Mater Matuta, la dea del mattino, o dell'aurora, aveva un tempio nel Forum Boarium, accanto al Porto di Roma. La sua festa era celebrata l'11 giugno, il giorno dei Matrialia e a questo culto erano ammesse le donne sposate una sola volta, il cui marito era ancora vivo, mentre le donne schiave ne erano escluse severamente.

Mater Matuta in una statua cineraria Mater Matuta in una statua cineraria del V sec. a.C. conservata a Firenze, Museo Archeologico Nazionale

La leggenda voleva che la dea non fosse altro che Ino-Leucotea, approdata a Roma dopo il suicidio e la sua trasformazione in dea marina.

Ino, figlia di Cadmo, era la seconda moglie di Atamante, col quale aveva avuto due figli, Learco e Melicerte.

Poiché aveva persuaso Atamante ad accogliere il piccolo Dioniso, e ad allevarlo insieme ai loro figli, Era si era incollerita perché avevano accolto un figlio degli amori adulterini di Zeus, e pertanto li fece impazzire entrambi.

Atamante uccise Learco con uno spiedo, scambiandolo per un cervo, e Ino gettò in un paiolo d'acqua bollente Melicerte e poi si gettò in mare con il cadavere del bambino.
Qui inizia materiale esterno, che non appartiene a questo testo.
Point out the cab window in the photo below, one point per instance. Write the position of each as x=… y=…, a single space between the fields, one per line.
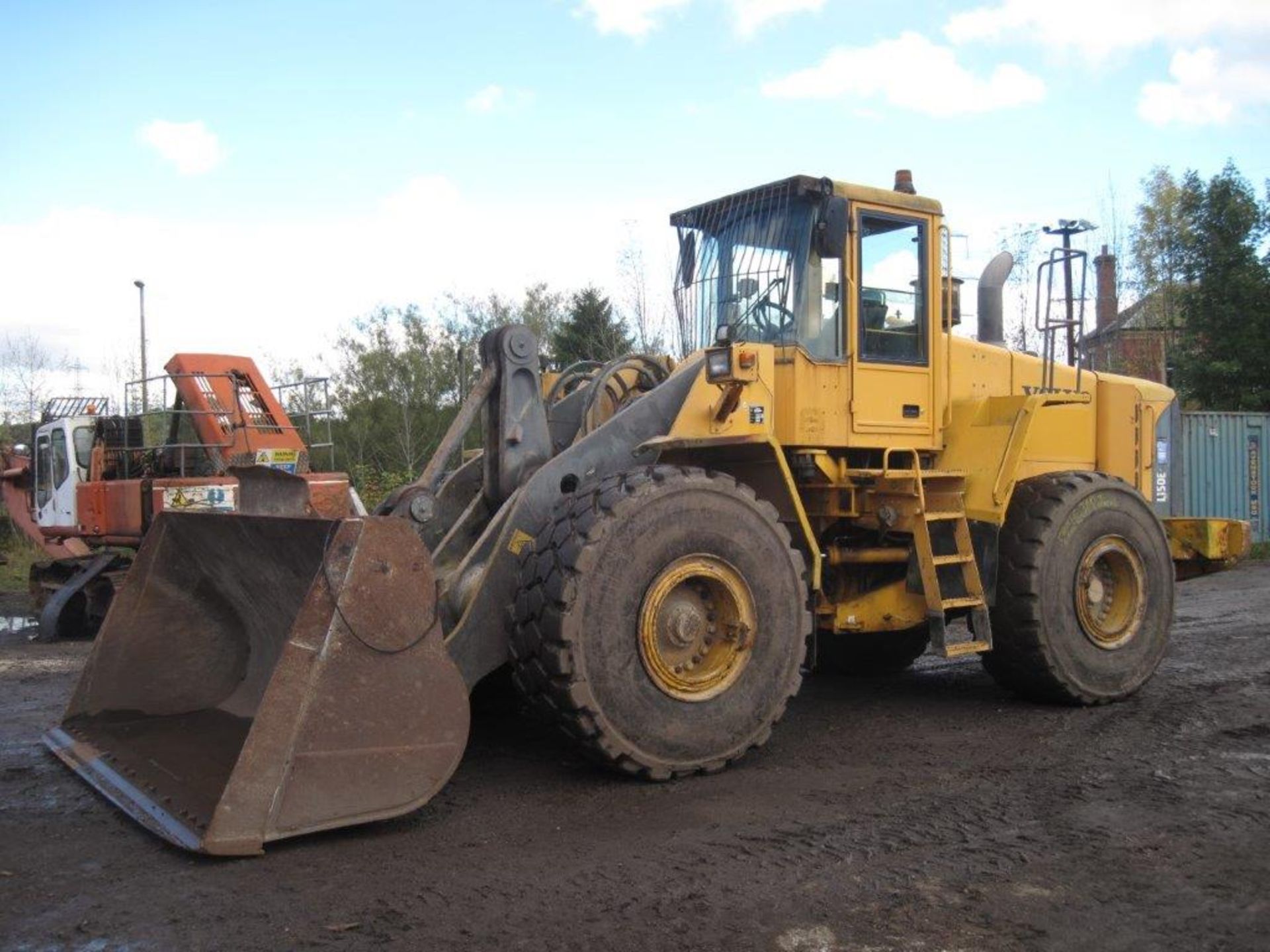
x=62 y=459
x=44 y=471
x=893 y=320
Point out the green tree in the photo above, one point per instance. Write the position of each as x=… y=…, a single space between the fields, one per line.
x=1223 y=356
x=1160 y=244
x=591 y=332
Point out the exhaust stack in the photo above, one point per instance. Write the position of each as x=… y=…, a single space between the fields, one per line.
x=991 y=323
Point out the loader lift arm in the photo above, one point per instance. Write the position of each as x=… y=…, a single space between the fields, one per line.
x=224 y=703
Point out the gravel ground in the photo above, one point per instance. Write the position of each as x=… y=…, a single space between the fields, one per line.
x=926 y=811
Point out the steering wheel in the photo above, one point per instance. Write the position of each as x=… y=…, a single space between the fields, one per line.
x=771 y=327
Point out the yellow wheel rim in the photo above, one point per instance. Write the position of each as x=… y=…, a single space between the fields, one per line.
x=697 y=627
x=1111 y=592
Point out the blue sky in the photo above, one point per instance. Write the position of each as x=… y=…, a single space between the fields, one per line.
x=273 y=169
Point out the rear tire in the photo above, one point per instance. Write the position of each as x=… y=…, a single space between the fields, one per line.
x=873 y=654
x=1085 y=590
x=613 y=573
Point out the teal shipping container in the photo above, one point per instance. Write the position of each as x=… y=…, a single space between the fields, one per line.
x=1217 y=467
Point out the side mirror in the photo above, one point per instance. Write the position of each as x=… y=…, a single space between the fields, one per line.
x=831 y=231
x=687 y=258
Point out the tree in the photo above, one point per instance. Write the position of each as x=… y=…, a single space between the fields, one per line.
x=591 y=332
x=397 y=389
x=647 y=317
x=1159 y=245
x=1223 y=354
x=1020 y=240
x=26 y=375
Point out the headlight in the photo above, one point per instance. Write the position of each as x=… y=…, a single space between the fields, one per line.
x=719 y=364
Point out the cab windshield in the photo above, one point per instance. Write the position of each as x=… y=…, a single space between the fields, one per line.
x=748 y=262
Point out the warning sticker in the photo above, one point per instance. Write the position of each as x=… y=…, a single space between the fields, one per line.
x=204 y=499
x=520 y=539
x=285 y=460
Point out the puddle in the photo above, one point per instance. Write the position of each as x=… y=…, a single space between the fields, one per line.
x=17 y=629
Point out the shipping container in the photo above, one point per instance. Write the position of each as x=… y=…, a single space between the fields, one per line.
x=1217 y=466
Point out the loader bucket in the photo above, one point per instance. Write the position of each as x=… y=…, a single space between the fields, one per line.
x=263 y=677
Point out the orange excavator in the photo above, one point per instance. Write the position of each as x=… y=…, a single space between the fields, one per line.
x=91 y=484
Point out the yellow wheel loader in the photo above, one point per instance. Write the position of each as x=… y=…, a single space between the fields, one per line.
x=828 y=480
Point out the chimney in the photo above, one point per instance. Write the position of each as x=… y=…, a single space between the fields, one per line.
x=1107 y=306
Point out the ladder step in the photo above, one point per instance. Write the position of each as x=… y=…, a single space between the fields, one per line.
x=966 y=648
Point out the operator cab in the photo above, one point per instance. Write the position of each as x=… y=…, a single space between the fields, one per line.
x=766 y=266
x=62 y=457
x=845 y=278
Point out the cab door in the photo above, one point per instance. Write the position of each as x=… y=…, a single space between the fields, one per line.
x=55 y=477
x=893 y=390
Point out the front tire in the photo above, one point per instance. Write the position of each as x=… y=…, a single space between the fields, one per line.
x=662 y=621
x=873 y=654
x=1085 y=590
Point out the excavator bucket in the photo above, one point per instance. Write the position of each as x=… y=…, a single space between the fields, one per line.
x=262 y=677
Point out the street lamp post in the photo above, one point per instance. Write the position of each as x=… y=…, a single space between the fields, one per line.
x=142 y=294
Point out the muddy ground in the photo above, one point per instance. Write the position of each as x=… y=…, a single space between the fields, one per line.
x=927 y=811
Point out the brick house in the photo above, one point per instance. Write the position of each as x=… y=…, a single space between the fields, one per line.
x=1133 y=342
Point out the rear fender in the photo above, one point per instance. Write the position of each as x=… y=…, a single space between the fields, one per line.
x=760 y=463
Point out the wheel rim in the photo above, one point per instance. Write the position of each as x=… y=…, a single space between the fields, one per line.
x=1111 y=592
x=697 y=627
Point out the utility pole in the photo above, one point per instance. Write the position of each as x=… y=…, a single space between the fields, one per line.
x=142 y=292
x=1067 y=227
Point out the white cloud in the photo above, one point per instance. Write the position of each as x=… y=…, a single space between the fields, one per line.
x=187 y=145
x=748 y=16
x=495 y=98
x=285 y=287
x=1208 y=89
x=1097 y=28
x=487 y=99
x=638 y=18
x=910 y=73
x=634 y=18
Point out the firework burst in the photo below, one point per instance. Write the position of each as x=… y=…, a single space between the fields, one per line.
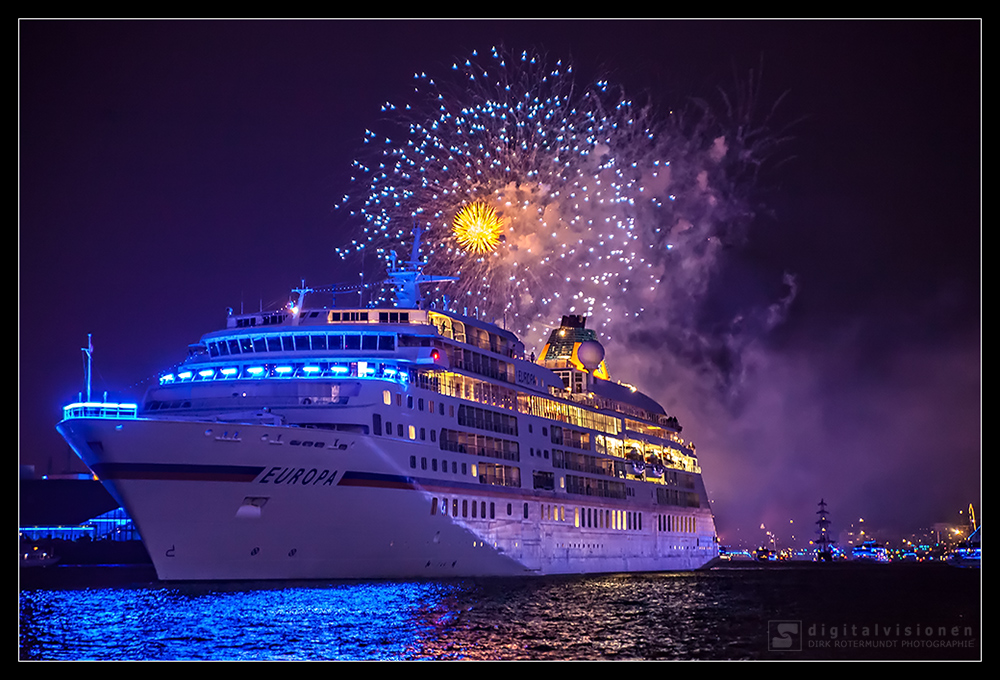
x=595 y=205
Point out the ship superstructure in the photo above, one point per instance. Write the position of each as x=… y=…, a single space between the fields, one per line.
x=396 y=442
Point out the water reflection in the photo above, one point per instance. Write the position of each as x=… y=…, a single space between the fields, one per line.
x=704 y=615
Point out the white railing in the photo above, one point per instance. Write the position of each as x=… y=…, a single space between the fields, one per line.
x=94 y=409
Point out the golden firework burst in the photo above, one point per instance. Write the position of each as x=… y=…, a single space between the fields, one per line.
x=478 y=228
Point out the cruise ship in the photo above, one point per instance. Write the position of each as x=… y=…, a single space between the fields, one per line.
x=396 y=442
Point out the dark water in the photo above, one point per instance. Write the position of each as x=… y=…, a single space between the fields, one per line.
x=907 y=611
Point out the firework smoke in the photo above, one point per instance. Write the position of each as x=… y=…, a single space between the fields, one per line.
x=607 y=209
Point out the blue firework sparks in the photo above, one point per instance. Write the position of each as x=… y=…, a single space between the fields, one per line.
x=608 y=209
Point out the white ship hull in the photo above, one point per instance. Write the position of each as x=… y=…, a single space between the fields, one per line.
x=218 y=501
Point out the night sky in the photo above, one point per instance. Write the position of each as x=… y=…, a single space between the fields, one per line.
x=170 y=169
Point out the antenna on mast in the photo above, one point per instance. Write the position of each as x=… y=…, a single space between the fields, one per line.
x=406 y=277
x=89 y=352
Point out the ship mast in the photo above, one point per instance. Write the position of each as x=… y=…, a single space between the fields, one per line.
x=88 y=352
x=407 y=277
x=825 y=552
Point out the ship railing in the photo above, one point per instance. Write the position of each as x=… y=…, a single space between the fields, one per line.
x=94 y=409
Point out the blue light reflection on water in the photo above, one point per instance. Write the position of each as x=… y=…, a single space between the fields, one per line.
x=344 y=621
x=704 y=615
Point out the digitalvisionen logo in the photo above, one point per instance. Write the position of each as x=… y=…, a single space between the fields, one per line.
x=784 y=636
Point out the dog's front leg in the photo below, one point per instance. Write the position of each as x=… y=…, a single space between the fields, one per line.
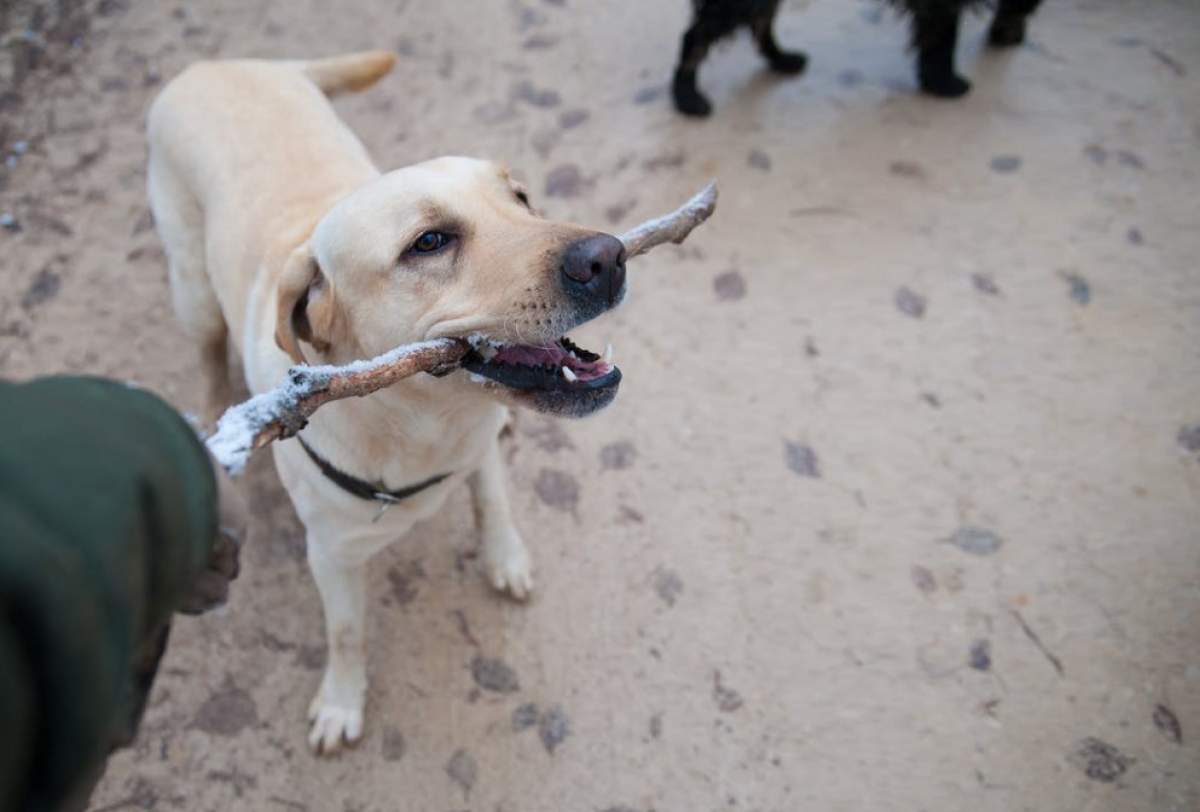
x=505 y=557
x=336 y=711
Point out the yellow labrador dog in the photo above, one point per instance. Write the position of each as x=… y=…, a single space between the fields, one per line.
x=285 y=238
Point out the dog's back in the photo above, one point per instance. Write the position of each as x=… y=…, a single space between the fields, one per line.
x=244 y=157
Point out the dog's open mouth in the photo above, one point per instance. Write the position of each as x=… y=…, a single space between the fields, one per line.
x=561 y=377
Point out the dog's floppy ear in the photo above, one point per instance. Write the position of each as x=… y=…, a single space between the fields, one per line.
x=305 y=306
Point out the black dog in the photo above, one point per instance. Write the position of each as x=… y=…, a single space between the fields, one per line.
x=935 y=34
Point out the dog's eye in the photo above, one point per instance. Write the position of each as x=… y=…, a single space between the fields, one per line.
x=432 y=241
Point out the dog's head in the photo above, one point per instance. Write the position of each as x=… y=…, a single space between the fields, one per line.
x=453 y=248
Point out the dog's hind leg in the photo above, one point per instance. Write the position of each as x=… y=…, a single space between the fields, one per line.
x=936 y=35
x=781 y=61
x=713 y=20
x=1008 y=26
x=180 y=224
x=505 y=557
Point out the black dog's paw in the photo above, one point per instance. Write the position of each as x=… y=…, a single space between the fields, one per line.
x=689 y=100
x=789 y=62
x=945 y=85
x=1007 y=31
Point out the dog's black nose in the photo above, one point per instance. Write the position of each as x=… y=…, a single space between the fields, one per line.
x=595 y=268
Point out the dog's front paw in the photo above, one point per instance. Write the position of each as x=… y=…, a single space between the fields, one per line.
x=335 y=720
x=789 y=62
x=945 y=85
x=688 y=97
x=508 y=565
x=1007 y=31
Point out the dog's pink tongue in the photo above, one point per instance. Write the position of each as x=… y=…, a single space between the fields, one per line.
x=532 y=356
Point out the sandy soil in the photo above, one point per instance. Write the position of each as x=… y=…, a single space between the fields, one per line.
x=898 y=509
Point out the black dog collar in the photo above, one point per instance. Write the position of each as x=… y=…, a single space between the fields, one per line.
x=361 y=488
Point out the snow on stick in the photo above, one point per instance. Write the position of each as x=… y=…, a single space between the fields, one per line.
x=671 y=228
x=285 y=410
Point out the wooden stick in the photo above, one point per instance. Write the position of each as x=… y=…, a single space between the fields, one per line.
x=285 y=410
x=671 y=228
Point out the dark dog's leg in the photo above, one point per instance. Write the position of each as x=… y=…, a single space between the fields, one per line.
x=696 y=42
x=781 y=61
x=1008 y=26
x=936 y=36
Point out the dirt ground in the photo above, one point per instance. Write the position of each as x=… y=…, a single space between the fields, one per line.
x=899 y=506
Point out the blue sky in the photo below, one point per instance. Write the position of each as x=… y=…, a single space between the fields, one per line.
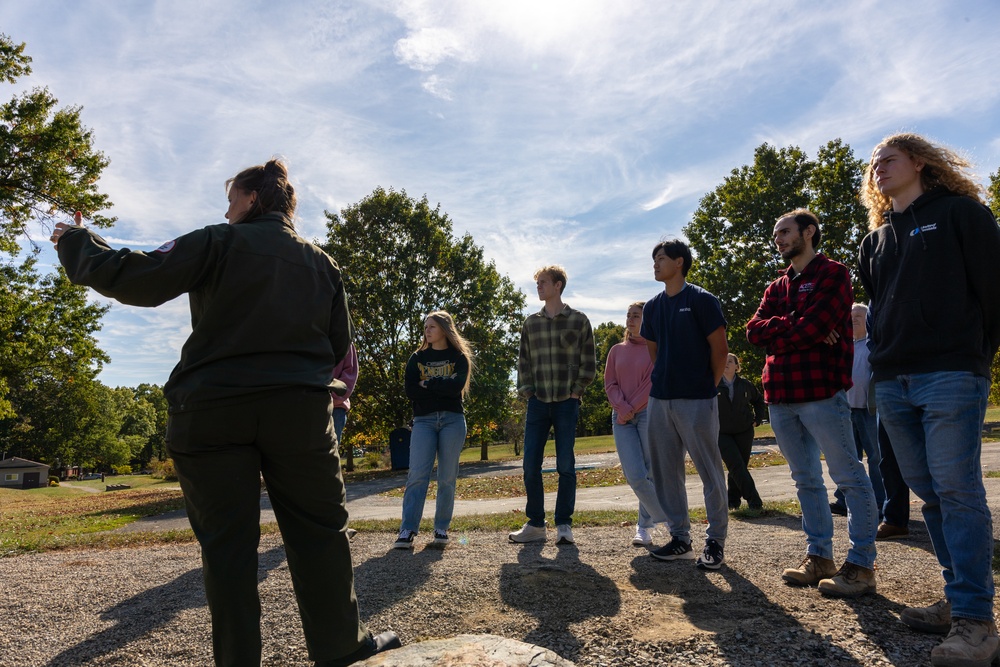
x=566 y=132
Leucotea allatta Dioniso Leucotea allatta Dioniso. Pittura parietale, I sec., dalla "Casa della Farnesina". Roma, Museo Nazionale Romano

Le divinità marine ebbero pietà di lei e la trasformarono in una Nereide col nome di Leucotea ("la Dea Bianca", "la dea del cielo coperto di nebbia") mentre il figlio diventava il piccolo dio Palemone. Infatti il corpo del bambino era stato trasportato da un delfino fin sull'Istmo di Corinto e qui veniva raccolto da Sisifo, fratello di suo padre Atamante, il quale lo seppellì, gli innalzò un altare vicino ad un pino e gli tributò onori divini sotto il nome di Palemone, facendone il nume tutelare dei giochi Istmici, protettore dei naviganti.

Quanto ad Ino-Leucotea, che diverrà poi Mater Matuta, Ovidio racconta che al suo arrivo a Roma aveva incontrato le Baccanti che celebravano i riti dionisiaci, le quali, istigate da Era, che ancora non aveva perdonato ad Ino di aver fatto da nutrice a Dioniso fanciullo, si erano scagliate su di lei e stavano per straziarla.

Alle sue grida era accorso Ercole, che si trovava proprio nelle vicinanze, e l'aveva liberata; l'aveva poi affidata a Carmenta, madre di Evandro, la quale le annunciò che a Roma le sarebbe stato tributato un culto insieme al figlio, che sarebbe stato onorato col nome di Portunno.